Geometric Sieving: Automated Distributed Optimization of 3D Motifs for Protein Function Prediction

B. Y. Chen, V. Y. Fofanov, D. H. Bryant, B. D. Dodson, D. M. Kristensen, A. M. Lisewski, M. Kimmel, O. Lichtarge, and L. E. Kavraki, “Geometric Sieving: Automated Distributed Optimization of 3D Motifs for Protein Function Prediction,” in Research in Computational Biology: 10th Annual International Conference (RECOMB), Venice, Italy, 2006.

Abstract

Determining the function of all proteins is a recurring theme in modern biology and medicine, but the sheer number of proteins makes experimental approaches impractical. For this reason, current efforts have considered in silico function prediction in order to guide and accelerate the function determination process. One approach to predicting protein function is to search functionally uncharacterized protein structures (targets), for substructures with geometric and chemical similarity (matches), to known active sites (motifs).
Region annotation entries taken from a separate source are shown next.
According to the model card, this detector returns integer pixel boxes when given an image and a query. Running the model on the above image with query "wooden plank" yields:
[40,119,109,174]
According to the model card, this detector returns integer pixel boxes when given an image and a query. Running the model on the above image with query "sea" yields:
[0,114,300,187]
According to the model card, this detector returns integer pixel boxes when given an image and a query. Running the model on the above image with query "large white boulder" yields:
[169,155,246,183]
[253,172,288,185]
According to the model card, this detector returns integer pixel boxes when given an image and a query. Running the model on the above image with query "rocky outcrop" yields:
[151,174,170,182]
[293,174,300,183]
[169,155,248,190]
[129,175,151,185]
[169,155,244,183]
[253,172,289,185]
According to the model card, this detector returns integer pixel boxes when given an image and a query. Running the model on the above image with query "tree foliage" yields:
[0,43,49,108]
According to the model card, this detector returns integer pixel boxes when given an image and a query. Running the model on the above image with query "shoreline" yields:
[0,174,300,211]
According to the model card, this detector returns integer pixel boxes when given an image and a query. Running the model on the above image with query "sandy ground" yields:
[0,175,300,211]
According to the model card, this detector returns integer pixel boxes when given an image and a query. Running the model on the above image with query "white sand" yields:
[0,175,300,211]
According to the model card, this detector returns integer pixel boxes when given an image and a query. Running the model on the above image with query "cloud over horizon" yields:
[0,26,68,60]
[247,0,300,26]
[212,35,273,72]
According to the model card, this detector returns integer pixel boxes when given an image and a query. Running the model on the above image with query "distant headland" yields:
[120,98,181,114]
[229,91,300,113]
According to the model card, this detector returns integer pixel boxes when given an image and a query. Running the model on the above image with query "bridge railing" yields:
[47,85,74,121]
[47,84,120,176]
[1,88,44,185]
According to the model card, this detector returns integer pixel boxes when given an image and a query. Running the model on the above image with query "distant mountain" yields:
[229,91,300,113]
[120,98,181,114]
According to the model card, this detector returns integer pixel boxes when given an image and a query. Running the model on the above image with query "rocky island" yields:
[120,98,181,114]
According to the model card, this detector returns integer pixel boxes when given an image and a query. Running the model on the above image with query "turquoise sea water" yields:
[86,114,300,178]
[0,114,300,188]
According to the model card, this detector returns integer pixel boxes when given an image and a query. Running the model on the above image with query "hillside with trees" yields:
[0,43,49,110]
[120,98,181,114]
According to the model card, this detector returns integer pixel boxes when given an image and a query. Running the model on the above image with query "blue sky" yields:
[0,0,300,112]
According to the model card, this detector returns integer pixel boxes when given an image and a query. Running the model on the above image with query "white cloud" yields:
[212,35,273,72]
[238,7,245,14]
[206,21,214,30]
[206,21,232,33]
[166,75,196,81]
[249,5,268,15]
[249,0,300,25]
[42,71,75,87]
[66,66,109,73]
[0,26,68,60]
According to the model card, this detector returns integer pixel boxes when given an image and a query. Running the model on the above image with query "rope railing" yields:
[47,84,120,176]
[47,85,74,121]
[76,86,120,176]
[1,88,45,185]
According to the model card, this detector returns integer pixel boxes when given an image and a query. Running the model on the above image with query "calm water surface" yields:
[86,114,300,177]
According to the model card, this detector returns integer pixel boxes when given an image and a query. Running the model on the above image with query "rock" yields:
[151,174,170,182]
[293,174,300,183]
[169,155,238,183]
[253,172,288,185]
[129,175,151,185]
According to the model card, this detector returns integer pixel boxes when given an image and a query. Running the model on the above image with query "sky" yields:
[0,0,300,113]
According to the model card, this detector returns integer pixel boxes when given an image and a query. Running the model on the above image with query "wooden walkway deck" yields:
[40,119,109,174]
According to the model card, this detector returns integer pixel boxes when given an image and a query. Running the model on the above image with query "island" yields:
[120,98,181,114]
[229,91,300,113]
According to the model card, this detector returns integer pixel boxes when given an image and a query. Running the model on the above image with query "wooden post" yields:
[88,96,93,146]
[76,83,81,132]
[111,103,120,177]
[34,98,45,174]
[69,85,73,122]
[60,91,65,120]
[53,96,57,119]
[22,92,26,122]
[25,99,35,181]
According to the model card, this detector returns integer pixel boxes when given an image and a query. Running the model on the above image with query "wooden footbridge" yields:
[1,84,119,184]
Finding a match can imply that the target has an active site similar to the motif, suggesting functional homology. An effective function predictor requires effective motifs - motifs whose geometric and chemical characteristics are detected by comparison algorithms within functionally homologous targets (sensitive motifs), which also are not detected within functionally unrelated targets (specific motifs). Designing effective motifs is a difficult open problem. Current approaches select and combine structural, physical, and evolutionary properties to design motifs that mirror functional characteristics of active sites. We present a new approach, Geometric Sieving (GS), which refines candidate motifs into optimized motifs with maximal geometric and chemical dissimilarity from all known protein structures. The paper discusses both the usefulness and the efficiency of GS. We show that candidate motifs from six well-studied proteins, including alpha-Chymotrypsin, Dihydrofolate Reductase, and Lysozyme, can be optimized with GS to motifs that are among the most sensitive and specific motifs possible for the candidate motifs. For the same proteins, we also report results that relate evolutionarily important motifs with motifs that exhibit maximal geometric and chemical dissimilarity from all known protein structures. Our current observations show that GS is a powerful tool that can complement existing work on motif design and protein function prediction.